The bitter disputes between the British Olympic Association (BOA) and the World Anti-Doping Authority (WADA) need to be rapidly settled, Chief Executive of UK Anti-Doping, Andy Parkinson has said. He added that matter could becoming an embarrassing issue for the nation that is set to host Olympic Games next year.
WADA's board recently declared the BOA's controversial by-law that bans athletes guilty of doping offences for life was 'non-compliant' with its global code.
The BOA is now preparing to take its case to Court of Arbitration for Sport (CAS).

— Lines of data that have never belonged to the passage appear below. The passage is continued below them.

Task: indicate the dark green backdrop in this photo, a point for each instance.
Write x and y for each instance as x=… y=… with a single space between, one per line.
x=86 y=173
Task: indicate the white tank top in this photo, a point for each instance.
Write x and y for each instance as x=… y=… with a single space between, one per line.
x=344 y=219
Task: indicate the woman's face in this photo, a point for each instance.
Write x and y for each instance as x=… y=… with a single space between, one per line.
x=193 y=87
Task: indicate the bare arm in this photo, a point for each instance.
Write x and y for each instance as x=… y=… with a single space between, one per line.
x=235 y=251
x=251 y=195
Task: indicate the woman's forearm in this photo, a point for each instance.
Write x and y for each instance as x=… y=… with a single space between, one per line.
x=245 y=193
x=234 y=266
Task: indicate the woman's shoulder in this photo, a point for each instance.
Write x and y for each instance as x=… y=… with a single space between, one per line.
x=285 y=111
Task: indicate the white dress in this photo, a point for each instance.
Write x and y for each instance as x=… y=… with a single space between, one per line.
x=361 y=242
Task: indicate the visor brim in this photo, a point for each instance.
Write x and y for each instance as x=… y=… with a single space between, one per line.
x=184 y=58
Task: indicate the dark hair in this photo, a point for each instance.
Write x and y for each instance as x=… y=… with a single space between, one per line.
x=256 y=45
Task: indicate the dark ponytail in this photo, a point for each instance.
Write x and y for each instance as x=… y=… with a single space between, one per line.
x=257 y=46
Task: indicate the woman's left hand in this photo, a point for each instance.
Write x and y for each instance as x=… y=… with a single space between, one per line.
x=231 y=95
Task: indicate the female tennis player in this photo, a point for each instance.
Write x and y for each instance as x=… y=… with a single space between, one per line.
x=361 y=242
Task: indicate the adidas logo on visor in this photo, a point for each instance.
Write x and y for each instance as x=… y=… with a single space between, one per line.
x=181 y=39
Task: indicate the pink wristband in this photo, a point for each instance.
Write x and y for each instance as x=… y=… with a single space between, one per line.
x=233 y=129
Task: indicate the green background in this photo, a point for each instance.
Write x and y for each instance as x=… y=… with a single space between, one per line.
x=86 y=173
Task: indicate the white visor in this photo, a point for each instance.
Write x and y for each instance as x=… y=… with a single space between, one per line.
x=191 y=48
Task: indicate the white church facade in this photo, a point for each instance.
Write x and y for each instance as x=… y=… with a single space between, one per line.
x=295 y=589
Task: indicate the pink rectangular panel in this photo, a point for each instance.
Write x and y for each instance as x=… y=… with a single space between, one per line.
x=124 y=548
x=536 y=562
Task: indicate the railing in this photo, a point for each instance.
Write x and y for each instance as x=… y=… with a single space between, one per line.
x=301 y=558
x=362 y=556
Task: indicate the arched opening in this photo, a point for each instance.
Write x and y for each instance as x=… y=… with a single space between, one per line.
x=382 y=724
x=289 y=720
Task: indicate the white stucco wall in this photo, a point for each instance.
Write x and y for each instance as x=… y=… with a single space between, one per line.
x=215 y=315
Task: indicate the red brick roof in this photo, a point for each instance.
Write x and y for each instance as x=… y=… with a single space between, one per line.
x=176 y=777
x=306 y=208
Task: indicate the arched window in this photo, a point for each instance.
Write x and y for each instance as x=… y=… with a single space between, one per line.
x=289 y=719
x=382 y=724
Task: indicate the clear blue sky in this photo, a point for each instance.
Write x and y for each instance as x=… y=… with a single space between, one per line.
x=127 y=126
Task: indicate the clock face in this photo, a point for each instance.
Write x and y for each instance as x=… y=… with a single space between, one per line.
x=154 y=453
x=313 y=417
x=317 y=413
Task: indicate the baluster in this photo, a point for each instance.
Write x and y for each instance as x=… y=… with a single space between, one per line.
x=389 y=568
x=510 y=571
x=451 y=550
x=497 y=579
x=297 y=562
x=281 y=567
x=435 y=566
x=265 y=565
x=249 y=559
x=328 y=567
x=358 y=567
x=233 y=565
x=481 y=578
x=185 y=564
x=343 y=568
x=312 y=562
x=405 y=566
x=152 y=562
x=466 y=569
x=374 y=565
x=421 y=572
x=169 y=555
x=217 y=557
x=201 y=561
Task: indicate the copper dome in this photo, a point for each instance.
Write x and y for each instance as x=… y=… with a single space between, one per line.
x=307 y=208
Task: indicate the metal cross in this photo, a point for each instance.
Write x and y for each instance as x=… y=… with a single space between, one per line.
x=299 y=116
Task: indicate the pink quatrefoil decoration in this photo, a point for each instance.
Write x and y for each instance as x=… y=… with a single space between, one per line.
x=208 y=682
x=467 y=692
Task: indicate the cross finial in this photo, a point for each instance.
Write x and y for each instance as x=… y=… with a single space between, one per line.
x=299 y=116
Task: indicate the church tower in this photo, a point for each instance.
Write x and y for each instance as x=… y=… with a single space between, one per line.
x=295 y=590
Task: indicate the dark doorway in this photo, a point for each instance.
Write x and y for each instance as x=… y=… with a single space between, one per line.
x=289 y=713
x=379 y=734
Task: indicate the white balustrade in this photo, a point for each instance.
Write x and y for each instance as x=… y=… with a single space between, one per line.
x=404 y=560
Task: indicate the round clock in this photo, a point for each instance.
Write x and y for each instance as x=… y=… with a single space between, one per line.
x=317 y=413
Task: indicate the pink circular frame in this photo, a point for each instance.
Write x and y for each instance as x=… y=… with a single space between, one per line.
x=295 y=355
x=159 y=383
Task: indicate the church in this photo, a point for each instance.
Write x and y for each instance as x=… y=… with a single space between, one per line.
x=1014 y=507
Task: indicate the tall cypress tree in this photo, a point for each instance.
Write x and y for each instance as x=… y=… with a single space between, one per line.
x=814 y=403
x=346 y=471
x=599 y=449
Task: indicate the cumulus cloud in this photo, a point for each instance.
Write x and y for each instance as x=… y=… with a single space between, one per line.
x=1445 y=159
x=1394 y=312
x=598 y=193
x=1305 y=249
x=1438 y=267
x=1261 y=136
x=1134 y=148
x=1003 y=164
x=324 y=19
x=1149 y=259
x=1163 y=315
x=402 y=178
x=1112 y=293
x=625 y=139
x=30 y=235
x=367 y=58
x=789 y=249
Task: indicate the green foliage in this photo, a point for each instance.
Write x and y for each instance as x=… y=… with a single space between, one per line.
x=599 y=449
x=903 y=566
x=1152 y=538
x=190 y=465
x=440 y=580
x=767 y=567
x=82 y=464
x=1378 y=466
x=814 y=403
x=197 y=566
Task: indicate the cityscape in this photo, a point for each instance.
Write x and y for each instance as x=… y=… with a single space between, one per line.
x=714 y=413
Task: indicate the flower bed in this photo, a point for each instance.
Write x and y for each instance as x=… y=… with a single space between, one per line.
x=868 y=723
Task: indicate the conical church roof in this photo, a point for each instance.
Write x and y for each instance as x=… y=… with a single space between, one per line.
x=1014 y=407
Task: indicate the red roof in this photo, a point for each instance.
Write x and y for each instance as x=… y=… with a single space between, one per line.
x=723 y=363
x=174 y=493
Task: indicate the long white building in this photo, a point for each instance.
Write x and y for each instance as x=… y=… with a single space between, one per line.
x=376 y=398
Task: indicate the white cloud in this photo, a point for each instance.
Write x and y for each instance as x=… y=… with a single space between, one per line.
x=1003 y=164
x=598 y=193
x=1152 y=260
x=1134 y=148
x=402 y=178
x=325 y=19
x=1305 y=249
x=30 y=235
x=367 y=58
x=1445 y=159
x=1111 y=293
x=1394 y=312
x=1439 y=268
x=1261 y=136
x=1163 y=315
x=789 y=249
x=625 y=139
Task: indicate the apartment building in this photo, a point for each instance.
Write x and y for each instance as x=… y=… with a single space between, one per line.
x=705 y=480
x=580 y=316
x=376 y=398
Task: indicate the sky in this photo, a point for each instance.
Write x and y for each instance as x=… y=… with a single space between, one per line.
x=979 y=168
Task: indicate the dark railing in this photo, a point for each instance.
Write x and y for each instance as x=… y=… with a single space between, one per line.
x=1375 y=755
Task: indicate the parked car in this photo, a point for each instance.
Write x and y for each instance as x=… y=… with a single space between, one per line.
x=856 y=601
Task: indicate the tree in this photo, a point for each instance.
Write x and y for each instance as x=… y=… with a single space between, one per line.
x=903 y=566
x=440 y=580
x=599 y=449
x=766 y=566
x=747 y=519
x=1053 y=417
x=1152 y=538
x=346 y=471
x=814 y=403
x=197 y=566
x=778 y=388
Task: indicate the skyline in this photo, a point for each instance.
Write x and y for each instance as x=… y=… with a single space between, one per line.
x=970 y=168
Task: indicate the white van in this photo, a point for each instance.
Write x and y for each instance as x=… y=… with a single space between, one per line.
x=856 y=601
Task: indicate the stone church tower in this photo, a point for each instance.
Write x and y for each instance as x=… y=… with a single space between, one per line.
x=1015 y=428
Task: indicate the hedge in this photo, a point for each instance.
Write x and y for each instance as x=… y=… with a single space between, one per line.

Parkinson believes that it is the best way to resolve the issue, once and for all but stressed that it needs to be done as quickly as possible.
"We certainly agree with the BOA that CAS is the most appropriate place to have this matter resolved," the Independent quoted Parkinson, as saying.
"If we can get it done as quickly as possible then we have got some clarity for everyone involved going into 2012. What we need is for CAS to make a definitive ruling on it then we can all progress forward," he added.
The row has escalated since CAS found in favour of the US athlete LeShawn Merritt last month and overturned the International Olympic Committee's rule that meant athletes serving a ban would also automatically miss one Olympics.
David Howman, the director general of Wada, recently rejected a scattergun attack on his organisation by Colin Moynihan, describing the chairman of the British Olympic Association as wrong and misguided and suggesting that Moynihan should be ignored.
Like Parkinson, Howman emphasised the need for a swift resolution, and he believes it wont take too long for CAS to reach a decision and lift the 'cloud hanging around'.
Howman also said yesterday that Wada would look again at the issue of life-time bans for doping offences when the anti-doping code is reviewed in the wake of the Games. But he suggested any such ban would be unlikely to survive a legal challenge.